In total, with only its first plant, MeaTech can produce around 20 tonnes of biomass consistent with the year, to be added as an element to hybrid meat substitutes. His hybrid technique for product progression extends to his sales strategy: “We will produce our own classified steaks and nuggets, but we will close the door to corporations that need to buy our biomass and integrate it into their products,” says Kaufmann.

MeaTech plans to identify between four and five plants worldwide by 2025, which could produce around 560 tons of biomass per year. Adding a unique component that can give more fleshy and juicy features would be an advantage for businesses that need to locate. it responds to the taste and mouthfeel of your products, while also reducing prices and item lists.

The company is further expanding its collaboration with Dutch mycoprotein startup ENOUGH, which will combine poultry biomass into its plant matrix: “We need to enter the market as soon as possible, so we are looking for collaborations that suit us. this will make the time to market as temporary as possible.  Kaufman says, hoping the partnership will result in a product that will then be sent to regulators for approval.

Sustainable farms of the future

According to life cycle tests conducted by researchers at the Dutch University of Delf, cultured meat may offer environmental benefits to classic meat, especially beef production. , would be to use renewable force to force bioreactors.

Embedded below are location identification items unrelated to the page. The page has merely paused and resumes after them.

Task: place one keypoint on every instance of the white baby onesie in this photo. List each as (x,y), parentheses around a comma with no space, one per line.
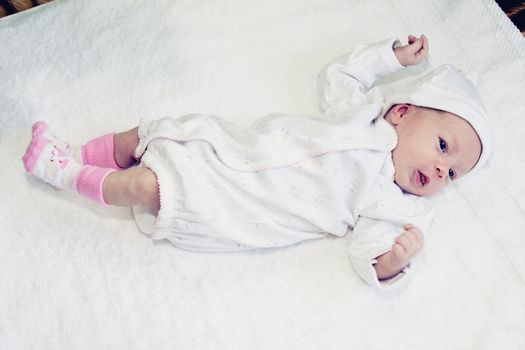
(288,178)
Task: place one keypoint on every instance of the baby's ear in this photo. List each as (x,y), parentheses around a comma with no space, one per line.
(398,113)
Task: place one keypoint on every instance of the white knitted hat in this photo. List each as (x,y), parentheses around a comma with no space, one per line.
(450,90)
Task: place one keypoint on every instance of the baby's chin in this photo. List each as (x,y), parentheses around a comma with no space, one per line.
(409,189)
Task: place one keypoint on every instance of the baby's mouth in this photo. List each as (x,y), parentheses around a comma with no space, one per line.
(423,180)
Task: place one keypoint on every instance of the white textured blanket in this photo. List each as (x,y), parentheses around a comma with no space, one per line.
(74,275)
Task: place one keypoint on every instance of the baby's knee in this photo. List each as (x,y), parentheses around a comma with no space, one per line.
(146,188)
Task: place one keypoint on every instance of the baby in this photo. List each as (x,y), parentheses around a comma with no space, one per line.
(205,184)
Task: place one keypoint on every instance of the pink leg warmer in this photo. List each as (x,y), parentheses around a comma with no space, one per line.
(90,180)
(100,152)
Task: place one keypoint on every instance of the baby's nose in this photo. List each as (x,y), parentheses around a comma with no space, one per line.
(442,170)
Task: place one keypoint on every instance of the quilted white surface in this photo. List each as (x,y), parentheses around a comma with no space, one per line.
(74,275)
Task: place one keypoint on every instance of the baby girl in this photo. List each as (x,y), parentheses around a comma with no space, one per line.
(361,165)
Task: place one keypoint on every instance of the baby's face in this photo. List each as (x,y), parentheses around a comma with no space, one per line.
(434,148)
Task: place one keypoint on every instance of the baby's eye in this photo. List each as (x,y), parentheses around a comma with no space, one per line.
(442,145)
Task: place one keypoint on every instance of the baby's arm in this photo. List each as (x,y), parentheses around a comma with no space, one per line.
(346,80)
(406,246)
(414,52)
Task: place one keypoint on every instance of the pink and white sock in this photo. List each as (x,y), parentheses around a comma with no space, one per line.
(46,157)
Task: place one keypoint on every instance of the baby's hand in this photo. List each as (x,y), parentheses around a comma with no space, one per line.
(414,52)
(404,248)
(407,245)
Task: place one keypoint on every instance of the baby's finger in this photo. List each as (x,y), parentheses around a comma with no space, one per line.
(405,242)
(424,46)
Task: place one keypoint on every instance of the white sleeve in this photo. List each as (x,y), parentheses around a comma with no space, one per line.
(345,81)
(376,230)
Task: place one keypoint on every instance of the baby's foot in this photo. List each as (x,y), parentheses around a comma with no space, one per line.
(47,158)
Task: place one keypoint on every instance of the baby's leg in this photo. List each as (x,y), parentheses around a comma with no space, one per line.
(49,159)
(125,144)
(114,150)
(131,187)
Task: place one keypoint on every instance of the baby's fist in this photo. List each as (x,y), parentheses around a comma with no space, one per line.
(408,244)
(414,52)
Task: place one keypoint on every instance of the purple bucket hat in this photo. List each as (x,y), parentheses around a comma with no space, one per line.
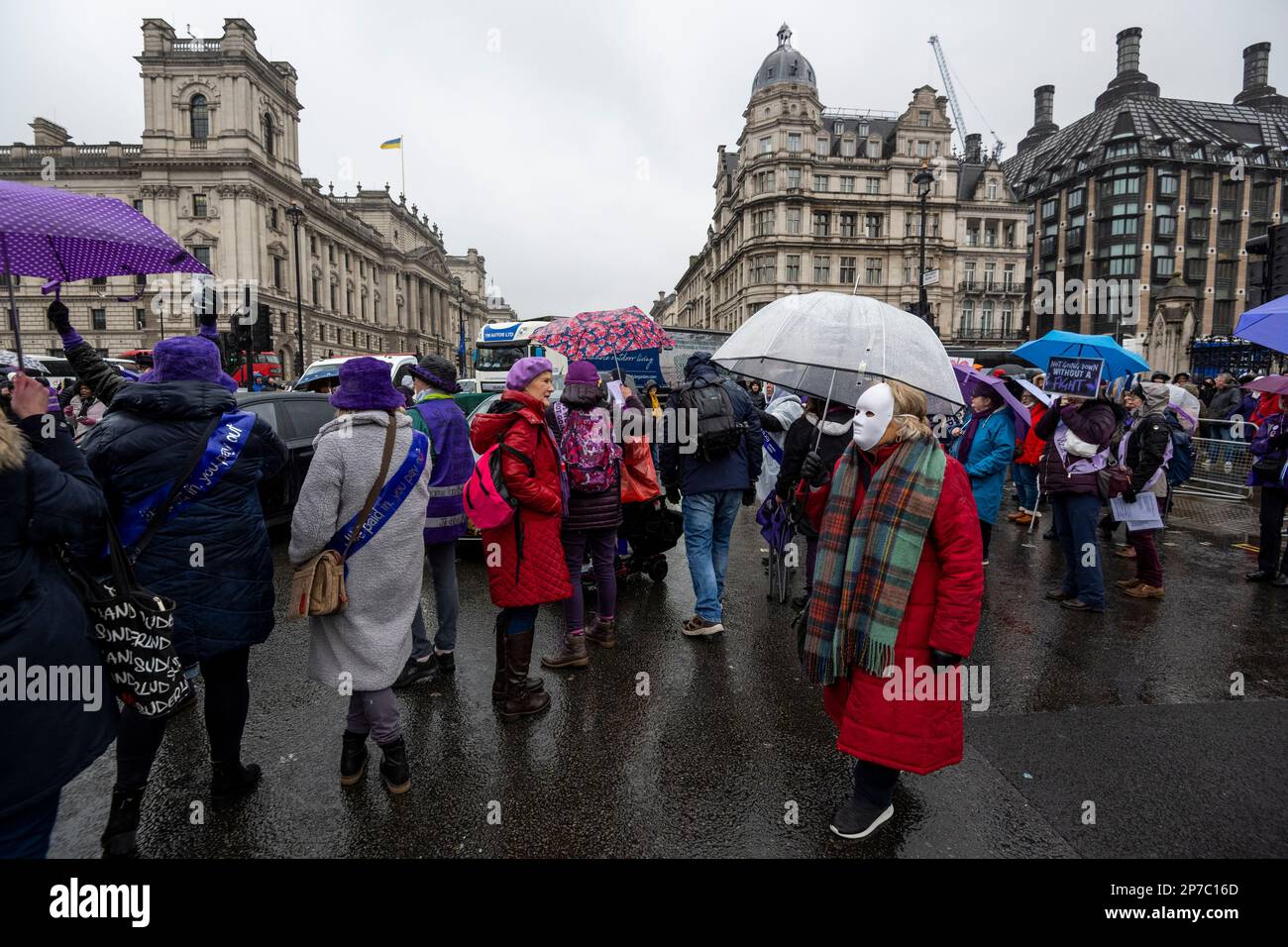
(187,359)
(583,373)
(366,385)
(523,371)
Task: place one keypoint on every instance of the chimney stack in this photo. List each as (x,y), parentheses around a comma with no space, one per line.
(1128,51)
(1128,80)
(1257,91)
(1043,119)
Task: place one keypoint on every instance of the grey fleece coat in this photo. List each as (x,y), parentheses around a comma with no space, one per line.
(372,638)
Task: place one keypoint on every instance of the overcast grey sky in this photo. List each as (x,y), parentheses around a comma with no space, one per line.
(574,144)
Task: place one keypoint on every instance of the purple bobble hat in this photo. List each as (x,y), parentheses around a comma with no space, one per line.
(366,385)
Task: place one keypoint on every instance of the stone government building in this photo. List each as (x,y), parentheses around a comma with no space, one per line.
(823,198)
(1162,191)
(218,167)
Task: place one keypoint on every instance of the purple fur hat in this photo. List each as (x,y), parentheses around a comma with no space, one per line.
(523,371)
(187,359)
(366,385)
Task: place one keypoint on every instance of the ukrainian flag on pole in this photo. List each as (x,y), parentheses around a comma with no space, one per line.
(402,158)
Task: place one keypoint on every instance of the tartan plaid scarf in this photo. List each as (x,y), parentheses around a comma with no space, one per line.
(867,564)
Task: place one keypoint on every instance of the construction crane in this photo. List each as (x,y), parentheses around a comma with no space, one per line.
(952,101)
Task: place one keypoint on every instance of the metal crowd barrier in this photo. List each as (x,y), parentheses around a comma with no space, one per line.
(1222,464)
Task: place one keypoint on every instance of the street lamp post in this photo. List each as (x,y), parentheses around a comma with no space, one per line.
(296,218)
(460,328)
(923,182)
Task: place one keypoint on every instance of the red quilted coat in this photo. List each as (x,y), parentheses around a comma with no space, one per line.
(524,558)
(919,736)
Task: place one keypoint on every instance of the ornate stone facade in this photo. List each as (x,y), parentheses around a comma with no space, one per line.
(823,198)
(219,169)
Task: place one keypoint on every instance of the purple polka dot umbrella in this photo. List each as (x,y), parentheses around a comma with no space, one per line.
(62,237)
(603,334)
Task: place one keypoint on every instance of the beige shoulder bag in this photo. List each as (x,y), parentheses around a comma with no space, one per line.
(317,586)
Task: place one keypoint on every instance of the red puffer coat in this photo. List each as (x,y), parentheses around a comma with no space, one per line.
(1031,446)
(524,558)
(943,611)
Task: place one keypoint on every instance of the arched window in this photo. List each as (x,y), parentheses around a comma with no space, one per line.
(200,118)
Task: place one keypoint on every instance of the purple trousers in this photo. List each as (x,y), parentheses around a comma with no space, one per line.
(1149,567)
(603,554)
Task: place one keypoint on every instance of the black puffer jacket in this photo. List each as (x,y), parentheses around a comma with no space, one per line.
(224,595)
(588,512)
(800,441)
(47,496)
(1095,421)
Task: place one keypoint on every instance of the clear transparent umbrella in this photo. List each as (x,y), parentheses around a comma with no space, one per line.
(833,346)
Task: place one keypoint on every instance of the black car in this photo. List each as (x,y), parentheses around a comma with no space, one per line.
(296,418)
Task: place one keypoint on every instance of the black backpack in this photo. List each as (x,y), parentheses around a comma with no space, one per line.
(719,431)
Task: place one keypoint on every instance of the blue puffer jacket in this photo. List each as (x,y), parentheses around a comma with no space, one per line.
(991,455)
(47,496)
(226,600)
(739,470)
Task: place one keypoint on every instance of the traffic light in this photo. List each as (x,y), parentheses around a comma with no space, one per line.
(262,331)
(1267,278)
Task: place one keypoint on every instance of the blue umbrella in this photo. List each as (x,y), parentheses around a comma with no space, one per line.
(1056,343)
(1266,325)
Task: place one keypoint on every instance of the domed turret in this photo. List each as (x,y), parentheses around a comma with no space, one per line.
(784,65)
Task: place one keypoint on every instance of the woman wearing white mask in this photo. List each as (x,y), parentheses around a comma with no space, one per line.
(898,585)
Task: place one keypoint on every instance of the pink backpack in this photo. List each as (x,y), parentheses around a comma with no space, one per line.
(589,453)
(487,501)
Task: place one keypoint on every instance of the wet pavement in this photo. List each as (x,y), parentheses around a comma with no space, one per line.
(1129,711)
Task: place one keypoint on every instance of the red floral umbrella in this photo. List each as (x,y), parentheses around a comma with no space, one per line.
(603,334)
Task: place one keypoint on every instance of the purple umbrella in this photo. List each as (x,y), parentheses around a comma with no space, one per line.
(1271,384)
(62,237)
(967,379)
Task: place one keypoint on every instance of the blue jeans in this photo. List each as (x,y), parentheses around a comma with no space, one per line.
(707,523)
(1076,517)
(1025,476)
(447,602)
(25,834)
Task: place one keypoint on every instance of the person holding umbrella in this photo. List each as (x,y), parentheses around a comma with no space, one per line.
(898,585)
(210,554)
(1078,432)
(50,497)
(986,449)
(1269,449)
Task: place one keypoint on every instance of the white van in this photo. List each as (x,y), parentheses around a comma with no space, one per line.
(323,375)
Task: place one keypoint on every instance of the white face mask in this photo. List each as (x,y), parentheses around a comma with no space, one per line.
(872,416)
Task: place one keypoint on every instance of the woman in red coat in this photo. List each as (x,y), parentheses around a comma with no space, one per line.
(524,558)
(897,600)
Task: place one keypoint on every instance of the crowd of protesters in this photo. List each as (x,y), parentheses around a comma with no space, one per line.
(897,513)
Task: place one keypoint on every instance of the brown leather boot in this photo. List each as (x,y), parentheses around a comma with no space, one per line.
(571,654)
(498,680)
(519,701)
(604,633)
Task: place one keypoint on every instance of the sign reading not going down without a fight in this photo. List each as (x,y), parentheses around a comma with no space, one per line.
(1074,376)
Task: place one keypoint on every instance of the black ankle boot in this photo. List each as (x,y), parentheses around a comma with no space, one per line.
(353,758)
(123,822)
(393,767)
(232,781)
(531,684)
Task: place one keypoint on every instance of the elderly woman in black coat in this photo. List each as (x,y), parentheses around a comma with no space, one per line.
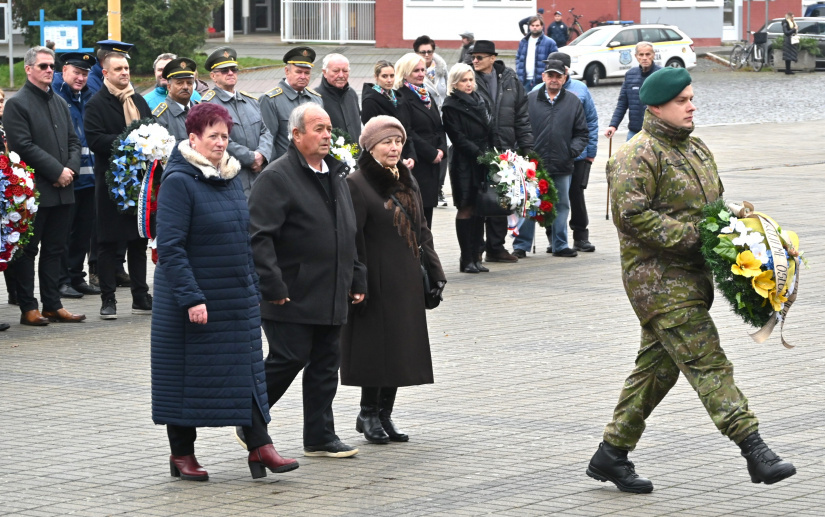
(380,98)
(789,49)
(385,343)
(207,363)
(426,129)
(466,118)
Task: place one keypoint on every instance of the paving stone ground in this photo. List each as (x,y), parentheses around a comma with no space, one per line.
(528,359)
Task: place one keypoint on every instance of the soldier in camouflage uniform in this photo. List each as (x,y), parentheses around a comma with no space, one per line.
(171,113)
(250,142)
(291,92)
(659,182)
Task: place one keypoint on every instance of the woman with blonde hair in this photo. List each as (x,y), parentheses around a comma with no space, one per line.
(466,118)
(426,130)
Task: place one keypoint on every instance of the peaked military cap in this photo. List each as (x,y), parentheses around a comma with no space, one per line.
(180,68)
(300,56)
(223,57)
(115,46)
(82,60)
(663,85)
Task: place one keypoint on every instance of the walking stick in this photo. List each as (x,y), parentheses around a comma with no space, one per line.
(609,154)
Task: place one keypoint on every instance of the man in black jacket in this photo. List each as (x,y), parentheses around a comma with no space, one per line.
(54,154)
(302,225)
(560,127)
(505,95)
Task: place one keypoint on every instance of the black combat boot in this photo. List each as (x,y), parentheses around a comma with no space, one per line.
(764,465)
(367,421)
(385,404)
(611,464)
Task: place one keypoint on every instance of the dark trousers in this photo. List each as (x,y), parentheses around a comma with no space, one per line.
(315,349)
(496,233)
(108,264)
(578,209)
(80,237)
(182,439)
(51,229)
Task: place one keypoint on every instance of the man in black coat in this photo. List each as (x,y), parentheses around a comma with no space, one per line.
(505,95)
(560,127)
(108,113)
(302,225)
(39,128)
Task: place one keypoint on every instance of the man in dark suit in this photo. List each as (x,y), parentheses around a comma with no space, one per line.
(55,156)
(108,113)
(302,224)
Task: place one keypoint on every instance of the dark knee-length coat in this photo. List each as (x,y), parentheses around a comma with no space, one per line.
(212,374)
(385,341)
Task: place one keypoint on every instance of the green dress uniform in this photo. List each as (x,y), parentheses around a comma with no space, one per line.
(276,105)
(249,133)
(659,183)
(172,116)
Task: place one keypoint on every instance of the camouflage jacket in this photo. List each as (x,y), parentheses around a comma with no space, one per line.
(659,182)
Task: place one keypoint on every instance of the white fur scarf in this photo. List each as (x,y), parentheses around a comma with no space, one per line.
(229,166)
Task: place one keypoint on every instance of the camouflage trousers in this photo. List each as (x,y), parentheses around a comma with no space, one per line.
(683,340)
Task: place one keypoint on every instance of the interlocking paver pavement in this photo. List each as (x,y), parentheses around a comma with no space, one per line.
(528,359)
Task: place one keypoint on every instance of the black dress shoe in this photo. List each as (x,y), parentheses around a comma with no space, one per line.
(67,291)
(611,464)
(764,465)
(85,288)
(583,246)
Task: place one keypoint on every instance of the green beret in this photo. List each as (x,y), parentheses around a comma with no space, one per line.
(663,85)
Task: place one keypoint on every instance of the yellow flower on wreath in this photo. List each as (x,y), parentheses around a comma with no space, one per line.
(747,265)
(776,299)
(763,283)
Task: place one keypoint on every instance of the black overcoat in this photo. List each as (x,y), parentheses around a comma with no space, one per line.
(39,128)
(104,121)
(205,375)
(469,130)
(385,341)
(303,242)
(374,104)
(428,136)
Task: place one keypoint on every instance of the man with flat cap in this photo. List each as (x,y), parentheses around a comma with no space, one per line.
(171,113)
(291,92)
(72,87)
(659,183)
(250,142)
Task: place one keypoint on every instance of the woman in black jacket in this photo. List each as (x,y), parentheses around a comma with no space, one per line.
(381,99)
(426,129)
(466,118)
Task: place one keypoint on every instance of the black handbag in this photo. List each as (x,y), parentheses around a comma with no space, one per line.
(487,202)
(432,291)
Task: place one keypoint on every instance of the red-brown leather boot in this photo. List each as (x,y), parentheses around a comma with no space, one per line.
(267,457)
(187,467)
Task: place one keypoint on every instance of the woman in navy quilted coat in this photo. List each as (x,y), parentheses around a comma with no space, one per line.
(207,363)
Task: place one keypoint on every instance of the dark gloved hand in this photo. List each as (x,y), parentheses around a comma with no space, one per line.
(438,289)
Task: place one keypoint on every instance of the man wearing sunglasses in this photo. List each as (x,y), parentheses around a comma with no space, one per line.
(250,142)
(55,157)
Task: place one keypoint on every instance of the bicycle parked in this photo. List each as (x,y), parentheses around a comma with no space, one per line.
(755,53)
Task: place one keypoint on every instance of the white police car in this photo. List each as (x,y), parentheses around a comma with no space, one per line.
(608,51)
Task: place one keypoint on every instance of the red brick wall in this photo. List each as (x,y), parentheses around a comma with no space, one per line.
(389,22)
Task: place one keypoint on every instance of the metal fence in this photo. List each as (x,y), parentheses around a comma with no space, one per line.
(339,21)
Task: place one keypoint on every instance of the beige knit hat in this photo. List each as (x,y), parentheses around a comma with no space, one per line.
(379,128)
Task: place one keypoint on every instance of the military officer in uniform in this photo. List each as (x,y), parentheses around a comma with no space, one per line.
(171,113)
(250,142)
(291,92)
(659,183)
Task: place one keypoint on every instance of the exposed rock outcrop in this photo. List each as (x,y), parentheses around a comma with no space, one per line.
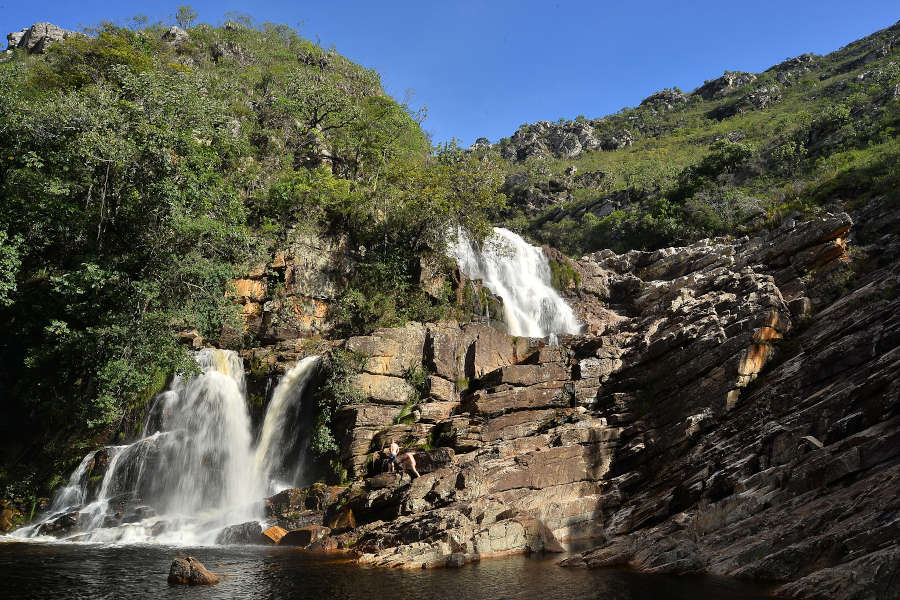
(37,38)
(727,412)
(564,139)
(190,571)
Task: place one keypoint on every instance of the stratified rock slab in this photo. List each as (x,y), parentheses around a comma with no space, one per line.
(190,571)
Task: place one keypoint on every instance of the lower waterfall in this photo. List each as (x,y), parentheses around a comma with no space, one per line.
(520,274)
(196,468)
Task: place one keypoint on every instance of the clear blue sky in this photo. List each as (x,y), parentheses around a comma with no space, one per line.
(484,68)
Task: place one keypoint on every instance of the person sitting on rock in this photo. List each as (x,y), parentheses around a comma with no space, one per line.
(391,451)
(409,460)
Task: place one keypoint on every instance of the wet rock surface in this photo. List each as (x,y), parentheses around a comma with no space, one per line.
(731,409)
(190,571)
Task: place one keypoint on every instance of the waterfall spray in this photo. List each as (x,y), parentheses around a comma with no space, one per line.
(520,274)
(195,470)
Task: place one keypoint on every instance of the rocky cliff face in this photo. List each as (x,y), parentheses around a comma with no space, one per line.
(36,39)
(732,409)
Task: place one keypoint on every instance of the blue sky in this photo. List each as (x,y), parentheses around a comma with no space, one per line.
(484,68)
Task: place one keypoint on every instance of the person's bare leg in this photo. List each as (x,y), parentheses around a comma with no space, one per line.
(412,463)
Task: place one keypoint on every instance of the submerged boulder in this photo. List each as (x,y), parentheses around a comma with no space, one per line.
(190,571)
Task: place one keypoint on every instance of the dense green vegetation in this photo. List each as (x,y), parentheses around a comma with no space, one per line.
(142,171)
(802,135)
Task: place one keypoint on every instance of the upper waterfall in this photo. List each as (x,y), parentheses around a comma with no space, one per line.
(520,274)
(279,434)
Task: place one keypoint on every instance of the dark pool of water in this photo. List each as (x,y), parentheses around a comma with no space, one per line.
(78,571)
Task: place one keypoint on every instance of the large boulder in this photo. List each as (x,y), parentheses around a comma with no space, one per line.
(273,535)
(304,536)
(37,38)
(190,571)
(243,533)
(176,36)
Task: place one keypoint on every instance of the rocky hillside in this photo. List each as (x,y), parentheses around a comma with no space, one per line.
(731,409)
(679,167)
(731,406)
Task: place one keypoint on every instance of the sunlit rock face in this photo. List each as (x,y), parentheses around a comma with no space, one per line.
(723,396)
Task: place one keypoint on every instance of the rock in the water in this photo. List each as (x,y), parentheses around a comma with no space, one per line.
(304,536)
(190,571)
(273,535)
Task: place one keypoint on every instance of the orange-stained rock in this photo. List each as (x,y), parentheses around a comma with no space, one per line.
(252,289)
(251,309)
(304,536)
(273,535)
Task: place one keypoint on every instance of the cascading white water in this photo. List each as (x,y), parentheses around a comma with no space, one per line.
(520,274)
(194,471)
(278,436)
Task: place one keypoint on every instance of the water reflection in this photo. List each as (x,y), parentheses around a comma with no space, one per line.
(80,571)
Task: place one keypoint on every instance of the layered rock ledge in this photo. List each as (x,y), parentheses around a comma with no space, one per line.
(731,409)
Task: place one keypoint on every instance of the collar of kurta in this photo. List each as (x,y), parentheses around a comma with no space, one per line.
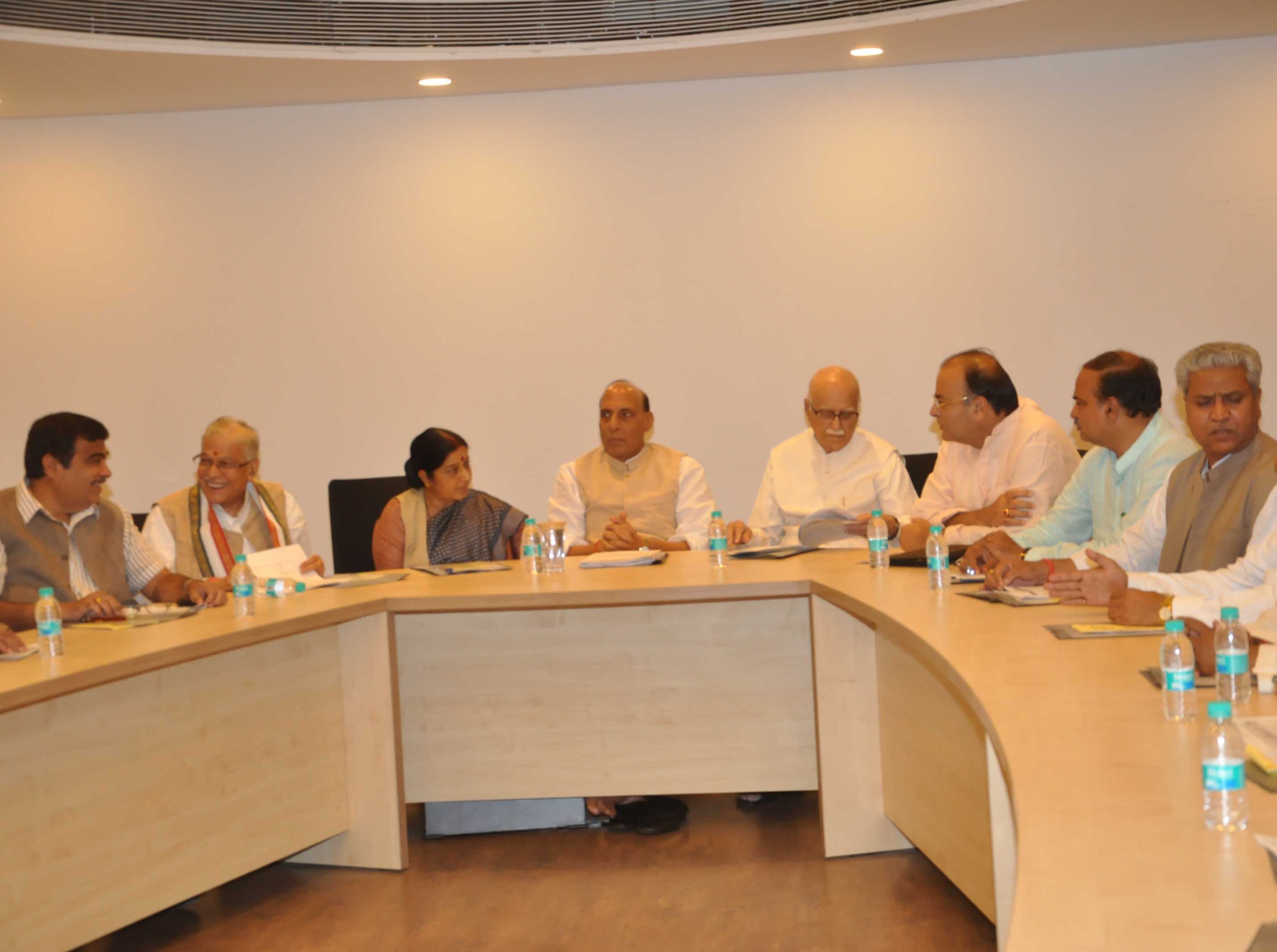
(621,469)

Kaufman says the company’s plants that will produce batteries and biomass will be designed with a sustainable approach: “We aim to have a vision of circularity, where to run our process, we will use blank energy,” adding that the purpose is to make for installation in all weather conditions, from deserts to Antarctica.

Meanwhile, in Rehovot and Antwerp, food tests are being conducted to improve the product. To date, the company has conducted seven official tastings at its facilities and is about to do more. When it comes to plant-based products, there are many paints. make to imitate meat with evolutionary products grown in the laboratory and at home. Food scientists find it incredibly helpful to have feedback on their most recent trials. Kaufman says the bar isn’t that high: “The challenge is there, yet it’s doable,” he concludes.